唖然としていると、見慣れたほうのソニックが言った。

「こいつはクラシックソニックっていう……、ま、平行世界のオレってとこかな」

クラシックソニックが頷いた。言葉は話せないようだけど、意味は分かるといったふうだった。
わたしはクラシックに近づいて、少しかがんで挨拶する。

「初めまして、でいいのかな?よろしくね」

クラシックは大きく頷いて、右手を差し出した。
握手しよう、ということかな。
わたしはその手を取って、握手した。
ソニックより小さい手だけど、暖かさは変わらないんだ。

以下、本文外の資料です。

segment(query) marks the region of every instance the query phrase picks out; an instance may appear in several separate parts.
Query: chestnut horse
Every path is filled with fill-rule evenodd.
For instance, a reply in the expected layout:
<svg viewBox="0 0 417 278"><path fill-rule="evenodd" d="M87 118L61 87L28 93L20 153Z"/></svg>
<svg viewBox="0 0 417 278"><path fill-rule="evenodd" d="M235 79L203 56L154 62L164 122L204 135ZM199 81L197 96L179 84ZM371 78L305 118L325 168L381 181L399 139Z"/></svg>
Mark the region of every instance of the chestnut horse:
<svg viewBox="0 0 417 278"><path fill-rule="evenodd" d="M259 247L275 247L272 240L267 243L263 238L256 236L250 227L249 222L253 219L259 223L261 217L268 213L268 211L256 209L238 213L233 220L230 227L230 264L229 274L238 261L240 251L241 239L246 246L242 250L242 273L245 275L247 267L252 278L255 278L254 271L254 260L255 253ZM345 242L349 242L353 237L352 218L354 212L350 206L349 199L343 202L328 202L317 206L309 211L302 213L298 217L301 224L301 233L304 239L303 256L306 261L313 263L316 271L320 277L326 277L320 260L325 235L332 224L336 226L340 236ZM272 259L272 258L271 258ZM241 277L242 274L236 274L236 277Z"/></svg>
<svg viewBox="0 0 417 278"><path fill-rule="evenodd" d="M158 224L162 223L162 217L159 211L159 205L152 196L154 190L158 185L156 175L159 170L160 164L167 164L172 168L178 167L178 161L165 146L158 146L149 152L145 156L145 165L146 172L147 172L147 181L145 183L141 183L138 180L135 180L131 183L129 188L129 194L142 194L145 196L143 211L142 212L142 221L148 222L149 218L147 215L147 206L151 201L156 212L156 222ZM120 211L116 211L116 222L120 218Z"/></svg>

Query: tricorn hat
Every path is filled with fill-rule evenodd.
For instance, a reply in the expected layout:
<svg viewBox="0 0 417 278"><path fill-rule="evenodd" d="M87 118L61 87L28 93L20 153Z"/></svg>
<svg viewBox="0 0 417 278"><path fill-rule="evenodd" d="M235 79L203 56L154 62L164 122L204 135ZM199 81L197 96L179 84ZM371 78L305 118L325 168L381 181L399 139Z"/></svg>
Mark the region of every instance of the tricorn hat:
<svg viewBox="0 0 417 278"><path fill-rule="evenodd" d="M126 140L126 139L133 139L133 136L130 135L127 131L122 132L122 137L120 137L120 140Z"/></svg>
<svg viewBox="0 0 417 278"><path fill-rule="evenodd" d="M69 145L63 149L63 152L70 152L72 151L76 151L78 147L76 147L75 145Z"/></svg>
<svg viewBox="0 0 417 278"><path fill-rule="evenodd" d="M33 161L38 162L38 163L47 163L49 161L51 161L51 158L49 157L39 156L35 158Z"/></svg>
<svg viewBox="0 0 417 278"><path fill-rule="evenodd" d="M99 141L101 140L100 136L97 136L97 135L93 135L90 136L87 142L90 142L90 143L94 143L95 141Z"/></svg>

そう思ったら、なんだか嬉しくなって、クラシックに微笑みかけていた。
クラシックは少し頬を赤らめて、視線をそらしてしまった。あ、こういうとこはソニックとは違うんだな。ソニックだったら逆に笑い返すもの。

「ふふ、クラシックかわいいなあ」

手を離してそう言った。
するとなぜかソニックが。

「……なーんか気に入らないな」

いつになく不機嫌そうに呟いた。

「え、なんで?」

「オレ以外のヤツとお前が仲良くしてたら、そりゃ腹立つだろ」

「でもクラシックソニックもソニックなんだよね?」

「オレだけどオレじゃない。言っただろ、平行世界のオレだって」

「聞いたけど……うーんよくわからないよ」

「だからなあ、」

ソニックがわたしに詰め寄ろうとしたとき、クラシックがわたしをかばうように前に出た。

「……やろうってのか?」

クラシックが頷いた。

「OK, Come on!」

その声を皮切りに、二人はスピンダッシュでその場を離れ、遠くのほうで激しい戦いを始めてしまった。
ど、どうしよう。わたしのせい?で二人の仲が険悪に……。
おろおろしながらそれを見ていると、不意に背中をぽんぽんとたたかれた。

「あ、あなたは?」

またも、青いからだに赤い靴の針鼠……だけど、こちらはとっても機械っぽい。
呼ぶとしたら、そう、メタルソニック、といった感じ。

「お願い、二人を止めてほしいの」

しかしメタルソニックは首を振った。そして、戦っている二人を指差した。
指差すほうを見ると、激しいぶつかり合いをしているソニックとクラシック。
その表情は……すごく、生き生きとしている。

「二人は楽しんでやってるからいいんだ、って?」

メタルソニックは頷いた。
うーん、そういうことなら、好きにさせておいたほうがいいのかな。
それにしても、

「あなたは、二人のことよく知ってるんだね」

まるでずっと昔から二人を見てきたような。
それに対し、メタルソニックは何の反応もしなかった。ただ、二人の戦いを見つめていた。